A grávida haitiana Maria*, de 36 anos, foi ferida no braço direito por um golpe de cassetete. Ela e o marido tentam atravessar a fronteira com nove crianças. Cinco são de Maria e os outros quatro do primeiro casamento do marido. Antes de morar na ponte, os dois trabalhavam em Campo Grande, capital do Mato Grosso do Sul, como diaristas. Juntos, eles conseguiam uma renda de até 2 mil reais.  Mas o dinheiro passou a ser insuficiente para fechar o mês.

“O que a gente ganhava só dava para pagar aluguel, para comer, pagar a luz e a água. Nós estamos procurando um futuro melhor. Não é porque o Brasil é ruim que estamos mudando. Os brasileiros também estão saindo em busca de um lugar melhor. Nós vamos sair com muito respeito, e se lá não der certo vamos voltar. Amo o Brasil de coração”, diz Maria, que pretende chegar ao México.

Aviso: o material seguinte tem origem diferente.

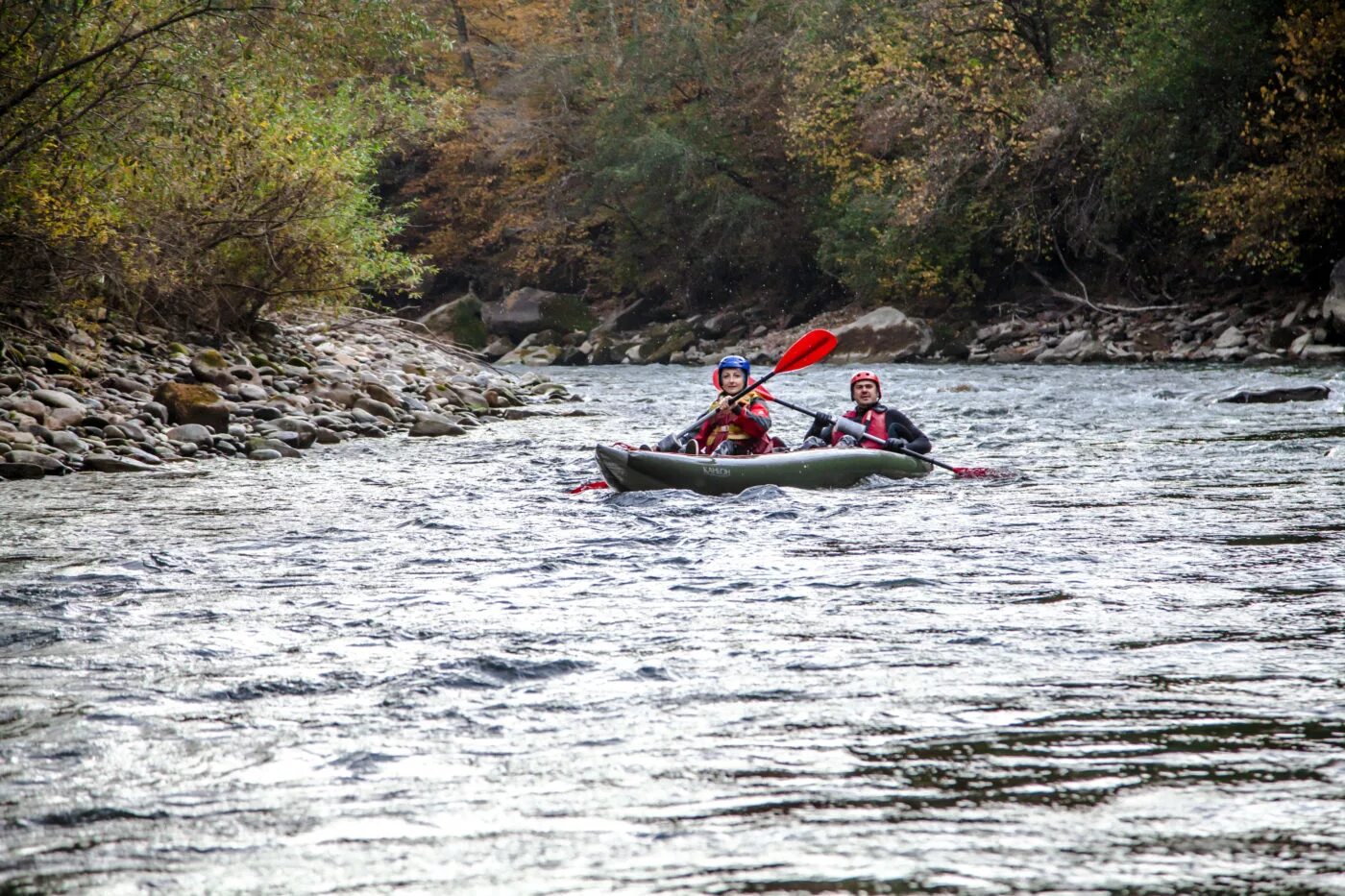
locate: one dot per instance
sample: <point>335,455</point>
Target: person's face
<point>865,392</point>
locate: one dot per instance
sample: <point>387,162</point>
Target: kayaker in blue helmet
<point>732,428</point>
<point>887,423</point>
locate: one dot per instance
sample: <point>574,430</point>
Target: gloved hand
<point>733,408</point>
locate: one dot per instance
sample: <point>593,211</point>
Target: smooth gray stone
<point>144,456</point>
<point>376,408</point>
<point>53,399</point>
<point>432,425</point>
<point>110,463</point>
<point>194,433</point>
<point>134,430</point>
<point>47,463</point>
<point>272,444</point>
<point>67,442</point>
<point>20,472</point>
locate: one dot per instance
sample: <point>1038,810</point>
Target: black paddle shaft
<point>851,428</point>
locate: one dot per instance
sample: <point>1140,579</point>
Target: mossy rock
<point>57,362</point>
<point>190,403</point>
<point>679,338</point>
<point>459,321</point>
<point>527,311</point>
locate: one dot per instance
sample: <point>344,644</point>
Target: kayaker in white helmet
<point>887,423</point>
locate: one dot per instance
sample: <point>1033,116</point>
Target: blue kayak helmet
<point>735,362</point>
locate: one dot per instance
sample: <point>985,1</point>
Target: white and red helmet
<point>863,375</point>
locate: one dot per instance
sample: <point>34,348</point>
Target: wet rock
<point>53,399</point>
<point>379,392</point>
<point>675,338</point>
<point>30,406</point>
<point>11,470</point>
<point>377,408</point>
<point>338,396</point>
<point>208,366</point>
<point>1231,338</point>
<point>143,456</point>
<point>110,463</point>
<point>528,309</point>
<point>67,442</point>
<point>1333,307</point>
<point>884,334</point>
<point>459,321</point>
<point>192,433</point>
<point>63,417</point>
<point>429,425</point>
<point>50,466</point>
<point>1322,352</point>
<point>1280,396</point>
<point>134,430</point>
<point>188,403</point>
<point>155,410</point>
<point>258,443</point>
<point>57,362</point>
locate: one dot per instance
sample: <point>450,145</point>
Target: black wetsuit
<point>898,426</point>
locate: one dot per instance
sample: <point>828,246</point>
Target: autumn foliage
<point>215,160</point>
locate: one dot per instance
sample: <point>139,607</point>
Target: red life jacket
<point>874,422</point>
<point>737,428</point>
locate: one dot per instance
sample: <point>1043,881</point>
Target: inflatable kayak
<point>628,470</point>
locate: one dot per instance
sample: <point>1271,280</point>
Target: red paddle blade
<point>810,349</point>
<point>985,472</point>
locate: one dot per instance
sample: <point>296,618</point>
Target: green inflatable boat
<point>628,470</point>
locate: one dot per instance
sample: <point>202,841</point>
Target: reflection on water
<point>424,666</point>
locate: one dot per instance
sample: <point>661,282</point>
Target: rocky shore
<point>535,327</point>
<point>108,399</point>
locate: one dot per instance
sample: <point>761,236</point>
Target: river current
<point>423,666</point>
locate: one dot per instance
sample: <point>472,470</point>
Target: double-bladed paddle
<point>851,428</point>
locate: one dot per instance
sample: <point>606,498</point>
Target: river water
<point>421,666</point>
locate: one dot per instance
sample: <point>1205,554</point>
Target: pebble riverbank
<point>118,400</point>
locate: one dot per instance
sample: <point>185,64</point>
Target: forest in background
<point>214,159</point>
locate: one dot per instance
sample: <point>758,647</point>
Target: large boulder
<point>211,368</point>
<point>1280,396</point>
<point>191,403</point>
<point>527,311</point>
<point>884,334</point>
<point>639,314</point>
<point>459,321</point>
<point>1333,307</point>
<point>1080,345</point>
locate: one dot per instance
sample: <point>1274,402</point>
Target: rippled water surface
<point>423,666</point>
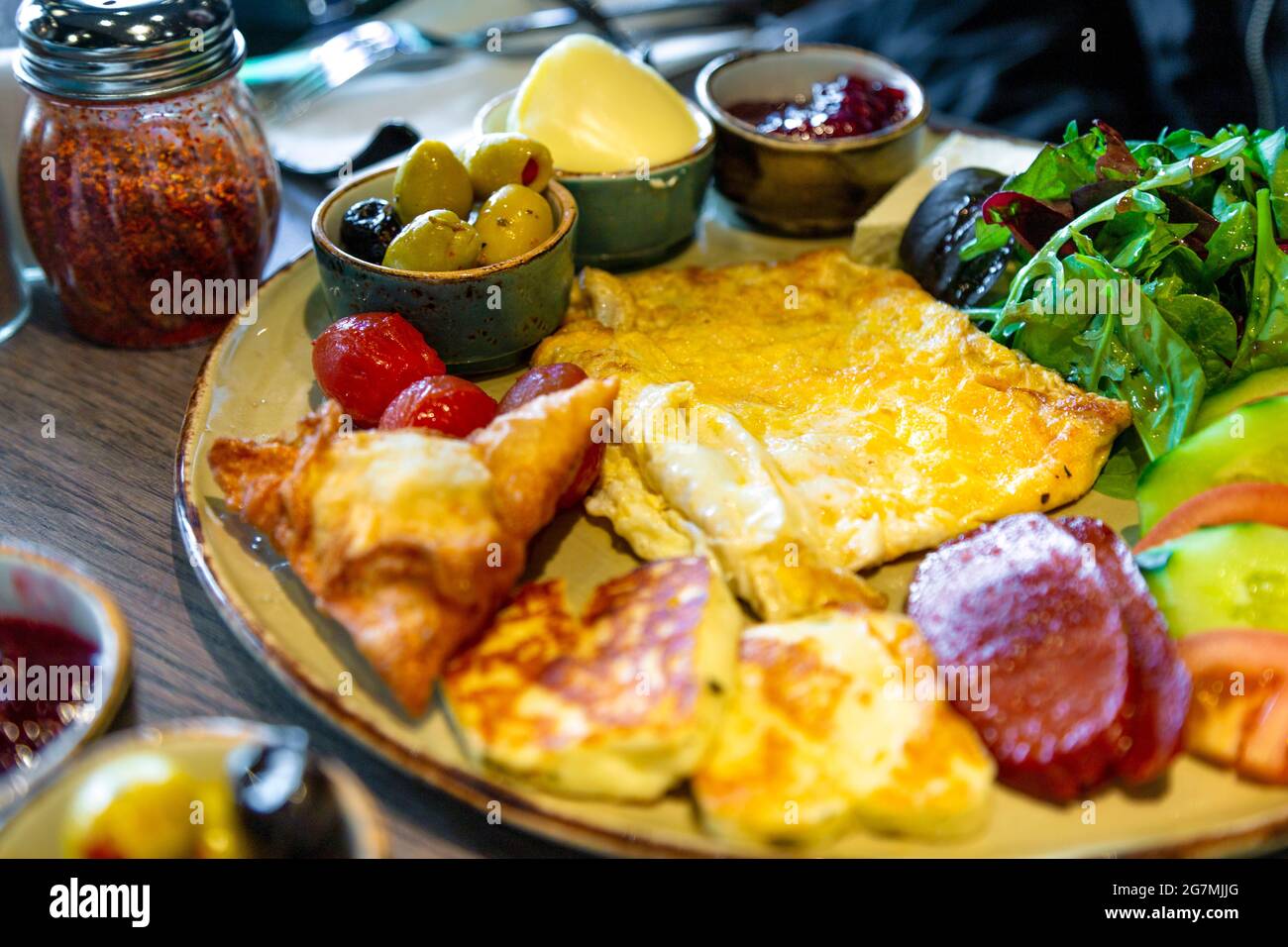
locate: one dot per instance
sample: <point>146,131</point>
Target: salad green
<point>1151,272</point>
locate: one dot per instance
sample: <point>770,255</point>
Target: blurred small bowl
<point>805,188</point>
<point>39,587</point>
<point>478,320</point>
<point>200,746</point>
<point>630,222</point>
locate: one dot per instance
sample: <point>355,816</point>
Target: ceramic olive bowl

O eletricista haitiano Abel*, de 23 anos, morava em Guarulhos, interior de São Paulo, e trabalhava na capital paulista. Todos os dias só de transporte gastava 15 reais, entre ônibus e metrô. Ele e a mulher – uma haitiana que conheceu no Brasil –  vivem no país há três anos. Nesse período, ela nunca conseguiu trabalho. “O dinheiro que ganhava era só para sobreviver. Não sobrava nada para gente ter uma vida social, passear, ir a um shopping. Era só para pagar as contas e comer. Não conseguia nem enviar uma ajuda para minha mãe no Haiti”, relata.

Sem conseguir trabalhos nos últimos anos, o marfinense Soro Drissa, de 40 anos, quer chegar ao Canadá. No Brasil, ele trabalhava como ajudante de pedreiro. Sua mulher, já mãe de duas meninas, está grávida. O casal não sabe quanto tempo vai levar até um destino final, nem em qual país nascerá o próximo filho.  

Drissa e a mulher emocionaram a todos que acompanharam aquela terça-feira (16) de batalha na fronteira. A mulher não se sentiu bem e se deitou na rua.  Ao encontrar a mulher quase desacordada, ele se agarrou a ela, beijando a barriga. A cena não sensibilizou o comandante da operação peruano, que ordenou aos soldados para tirá-lo à força dali, agarrado pela blusa e calça.